‘Who Let The Dogg Out’ review of ‘Made of Light’ in Record Collector

Tymon Dogg – Made Of Light

Who let the Dogg out?

While the wider populace usually recall him for Lose This Skin, his strident folk-flavoured cameo on The Clash’s much-maligned Sandinista, Merseyside-born Stephen Murray (aka Tymon Dogg) has enjoyed a rich, if erratic career sprawling over five decades.

During the early 70s, Dogg met the pre-Clash Joe Strummer while busking on the London Underground. Years later he joined Strummer’s post-Clash outfit, The Mescaleros, for 2001’s Global A-Go-Go, though his eclectic CV also includes Merseybeat-era gigs at The Cavern; collaborations with Ian Hunter and 1968’s The Bitter Thoughts Of Little Jane, a solo 45 for Pye featuring Jimmy Page.

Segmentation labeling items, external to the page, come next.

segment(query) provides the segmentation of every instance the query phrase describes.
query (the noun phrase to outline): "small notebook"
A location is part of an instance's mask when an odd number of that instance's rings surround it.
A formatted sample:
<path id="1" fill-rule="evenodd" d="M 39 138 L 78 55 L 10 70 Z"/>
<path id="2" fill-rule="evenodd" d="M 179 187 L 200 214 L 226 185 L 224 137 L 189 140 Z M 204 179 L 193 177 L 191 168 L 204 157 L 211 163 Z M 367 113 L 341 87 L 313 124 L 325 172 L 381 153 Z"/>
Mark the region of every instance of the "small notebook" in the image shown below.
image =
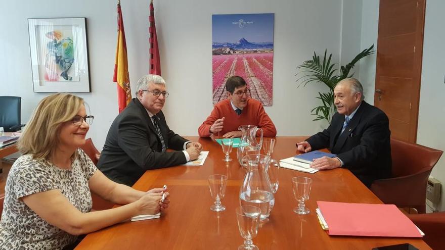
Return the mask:
<path id="1" fill-rule="evenodd" d="M 319 171 L 318 169 L 311 168 L 309 165 L 307 163 L 293 161 L 292 158 L 293 157 L 280 160 L 280 166 L 283 168 L 311 174 L 314 174 Z"/>
<path id="2" fill-rule="evenodd" d="M 157 219 L 161 217 L 161 213 L 158 213 L 155 215 L 140 215 L 131 217 L 131 221 L 142 221 L 144 220 L 150 220 L 151 219 Z"/>
<path id="3" fill-rule="evenodd" d="M 327 156 L 332 158 L 336 155 L 334 155 L 334 154 L 322 152 L 321 151 L 316 150 L 307 153 L 302 154 L 301 155 L 297 155 L 294 157 L 293 160 L 296 162 L 303 162 L 310 164 L 312 163 L 314 159 L 321 158 L 324 156 Z"/>

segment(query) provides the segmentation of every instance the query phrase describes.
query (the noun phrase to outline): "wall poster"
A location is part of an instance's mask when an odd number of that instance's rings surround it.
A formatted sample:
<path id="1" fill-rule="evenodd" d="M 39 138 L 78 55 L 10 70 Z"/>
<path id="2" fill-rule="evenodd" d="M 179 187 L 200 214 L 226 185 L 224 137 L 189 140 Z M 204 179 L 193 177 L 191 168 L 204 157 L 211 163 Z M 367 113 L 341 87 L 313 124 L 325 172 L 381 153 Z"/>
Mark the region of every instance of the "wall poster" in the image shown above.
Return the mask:
<path id="1" fill-rule="evenodd" d="M 213 103 L 227 97 L 226 81 L 243 77 L 252 98 L 272 105 L 274 14 L 212 15 Z"/>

Starting with his eponymous 1976 debut, Dogg’s sporadic solo oeuvre has so far yielded six LPs; of which Rev-Ola’s 2010 retrospective The Irrepressible Tymon Dogg remains the best point of entry for the uninitiated. Both the faithful and newcomers with a penchant for eccentric English pop will, however, find plenty to dig on Dogg’s latest, Made Of Light. The meandering, raga-like Rock Box Hammer shows his perpetually nomadic muse can sometimes be a little too restless but both the harpsichord-driven Conscience Money and potent, pro-vegan Pound Of Grain are pithy and politically-aware while Like I Used To Be is perhaps the most charmingly idiosyncratic love song he’s ever penned.